A reproducible workshop pack

A facilitator pastes 24 unique retrospective prompts, keeps a 5 x 5 grid with the reserved middle square, sets Cards to build to 12, and enters a memorable seed. The Summary tab shows Unique items 24, Cells needed 24, and Items short 0, which means the board does not need shortage-driven repeats. Reusing the same seed and settings later recreates the same 12-card pack.

What a short prompt pool really means

A teacher enters 10 unique vocabulary prompts for a 4 x 4 board with no reserved middle square. The generator reports Cells needed 16 and Items short 6. When repeated words appear on the card, that is expected behavior rather than a failed shuffle, because the tool cycles through the shuffled prompt pool until all 16 cells are filled.

Choosing the right export after generating a batch

An event host builds 20 cards, checks Viewing card to inspect a few layouts, and then clicks Export PNG. The saved file contains only the currently displayed card, because PNG captures the visible board. The corrective path is to use Export PDF or Export DOCX, which capture every generated card and arrange them according to Cards per page, Page size, and Orientation.

FAQ:

Can I recreate the same cards later?

Yes. Keep the same Seed, prompt list, grid size, centre-tile setting, headers, style options, and card count. Change any of those and the generated pack will diverge even if the seed text stays the same.

Why do prompts repeat even though I only typed each line once?

Because the board can need more prompt slots than the unique pool provides. Check Items short in the Summary tab. When that number is above zero, the generator reuses prompts to fill the missing cells.
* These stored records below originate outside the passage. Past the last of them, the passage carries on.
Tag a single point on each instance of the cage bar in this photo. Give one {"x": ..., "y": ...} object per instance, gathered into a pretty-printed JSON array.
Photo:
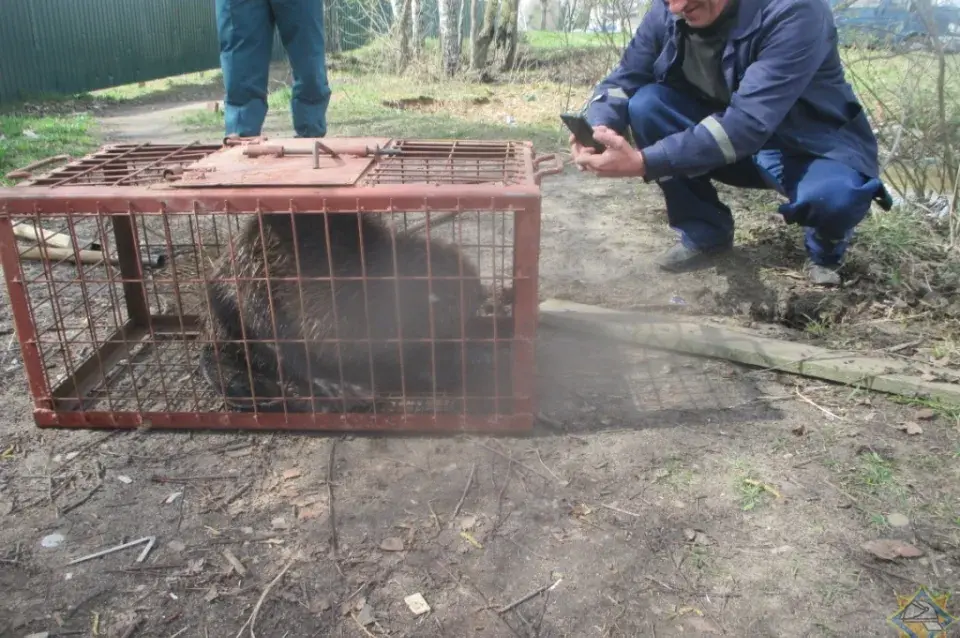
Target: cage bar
[{"x": 335, "y": 305}]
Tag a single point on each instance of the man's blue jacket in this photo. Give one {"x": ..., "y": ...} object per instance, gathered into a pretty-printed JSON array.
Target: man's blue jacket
[{"x": 783, "y": 68}]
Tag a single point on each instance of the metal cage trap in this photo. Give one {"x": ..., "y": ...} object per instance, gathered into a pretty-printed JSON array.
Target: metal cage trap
[{"x": 334, "y": 284}]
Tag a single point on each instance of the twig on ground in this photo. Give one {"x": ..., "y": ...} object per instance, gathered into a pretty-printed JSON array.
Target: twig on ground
[
  {"x": 517, "y": 463},
  {"x": 527, "y": 597},
  {"x": 617, "y": 509},
  {"x": 436, "y": 519},
  {"x": 334, "y": 543},
  {"x": 360, "y": 625},
  {"x": 886, "y": 572},
  {"x": 252, "y": 620},
  {"x": 843, "y": 493},
  {"x": 132, "y": 628},
  {"x": 83, "y": 499},
  {"x": 552, "y": 473},
  {"x": 819, "y": 407},
  {"x": 463, "y": 497},
  {"x": 156, "y": 478},
  {"x": 763, "y": 486}
]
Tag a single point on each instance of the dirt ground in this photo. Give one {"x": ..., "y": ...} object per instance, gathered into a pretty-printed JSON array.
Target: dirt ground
[{"x": 661, "y": 495}]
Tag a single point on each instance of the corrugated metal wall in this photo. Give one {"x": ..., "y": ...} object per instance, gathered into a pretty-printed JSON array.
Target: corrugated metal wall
[{"x": 64, "y": 47}]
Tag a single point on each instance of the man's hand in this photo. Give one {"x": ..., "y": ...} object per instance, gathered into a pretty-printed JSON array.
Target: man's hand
[{"x": 619, "y": 159}]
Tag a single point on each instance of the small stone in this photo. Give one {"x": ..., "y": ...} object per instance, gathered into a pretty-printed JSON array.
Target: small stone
[
  {"x": 52, "y": 540},
  {"x": 417, "y": 604},
  {"x": 392, "y": 544}
]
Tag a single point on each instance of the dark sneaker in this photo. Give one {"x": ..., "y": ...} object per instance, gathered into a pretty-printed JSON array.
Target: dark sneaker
[
  {"x": 823, "y": 275},
  {"x": 681, "y": 258}
]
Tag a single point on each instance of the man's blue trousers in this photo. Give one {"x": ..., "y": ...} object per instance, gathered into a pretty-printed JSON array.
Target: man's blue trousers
[
  {"x": 826, "y": 197},
  {"x": 245, "y": 29}
]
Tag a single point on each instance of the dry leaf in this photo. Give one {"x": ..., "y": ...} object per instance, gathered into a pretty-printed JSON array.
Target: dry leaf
[
  {"x": 310, "y": 512},
  {"x": 890, "y": 549},
  {"x": 467, "y": 536},
  {"x": 695, "y": 536},
  {"x": 304, "y": 501},
  {"x": 365, "y": 616},
  {"x": 234, "y": 562},
  {"x": 392, "y": 544},
  {"x": 703, "y": 626},
  {"x": 580, "y": 510},
  {"x": 911, "y": 428}
]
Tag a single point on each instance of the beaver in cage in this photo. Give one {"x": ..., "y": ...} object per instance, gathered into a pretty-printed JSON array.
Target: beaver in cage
[{"x": 265, "y": 362}]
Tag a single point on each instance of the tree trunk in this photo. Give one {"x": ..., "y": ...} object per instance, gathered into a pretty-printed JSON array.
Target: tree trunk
[
  {"x": 416, "y": 26},
  {"x": 473, "y": 27},
  {"x": 507, "y": 33},
  {"x": 481, "y": 46},
  {"x": 403, "y": 36},
  {"x": 449, "y": 36}
]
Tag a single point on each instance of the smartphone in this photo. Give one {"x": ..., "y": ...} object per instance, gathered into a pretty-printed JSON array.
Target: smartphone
[{"x": 582, "y": 131}]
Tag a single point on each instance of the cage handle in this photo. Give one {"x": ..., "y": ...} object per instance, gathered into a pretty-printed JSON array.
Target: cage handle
[
  {"x": 27, "y": 171},
  {"x": 556, "y": 169},
  {"x": 236, "y": 140}
]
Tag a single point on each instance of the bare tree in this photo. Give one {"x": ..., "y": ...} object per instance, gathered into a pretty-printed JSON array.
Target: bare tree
[
  {"x": 473, "y": 28},
  {"x": 403, "y": 30},
  {"x": 449, "y": 36},
  {"x": 481, "y": 45},
  {"x": 506, "y": 38},
  {"x": 416, "y": 27}
]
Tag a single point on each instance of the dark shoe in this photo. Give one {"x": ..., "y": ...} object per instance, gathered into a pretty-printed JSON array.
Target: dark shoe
[
  {"x": 681, "y": 258},
  {"x": 823, "y": 275}
]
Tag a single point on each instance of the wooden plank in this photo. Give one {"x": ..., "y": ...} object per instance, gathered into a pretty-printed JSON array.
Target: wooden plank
[{"x": 880, "y": 374}]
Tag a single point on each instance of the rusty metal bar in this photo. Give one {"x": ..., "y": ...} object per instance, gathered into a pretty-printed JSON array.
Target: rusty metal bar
[
  {"x": 154, "y": 163},
  {"x": 145, "y": 370}
]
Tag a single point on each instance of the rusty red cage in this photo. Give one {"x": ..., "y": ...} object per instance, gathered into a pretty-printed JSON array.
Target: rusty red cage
[{"x": 141, "y": 289}]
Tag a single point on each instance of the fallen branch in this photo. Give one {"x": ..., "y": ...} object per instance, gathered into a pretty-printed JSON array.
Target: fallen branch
[
  {"x": 334, "y": 543},
  {"x": 527, "y": 597},
  {"x": 888, "y": 375},
  {"x": 466, "y": 489},
  {"x": 252, "y": 620}
]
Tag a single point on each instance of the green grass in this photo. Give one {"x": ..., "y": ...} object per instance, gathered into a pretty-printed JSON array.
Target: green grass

Does the tool keep repeated source lines as weighting?

No. Exact trimmed duplicates are removed before shuffling, which is why Duplicates trimmed can be greater than zero. If you need weighting, you would have to vary the prompt text itself, because repeated identical lines collapse into one entry.

What does each export actually save?

PNG saves the current visible card. PDF and DOCX capture every generated card and place them into pages using the current Cards per page, Page size, Orientation, and Margins settings.

Does the tool send my prompt list to a server?

The package has no tool-specific backend or Lambda handler for prompt processing. Text dropped into the page is read in the browser, and exports are rendered locally. The privacy caveat is that current state is URL-backed, so the active list and settings may be recreated from the page link, and the DOCX helper script is fetched the first time you request that export.

Glossary:

Seed
Input that reproduces the same card set.
Centre tile
Reserved middle square on odd-sized grids.
Cells needed
Number of prompt slots required for one board.
Duplicates trimmed
Exact repeated source lines removed before shuffle.
Item Coverage
Count of prompt appearances on the current card.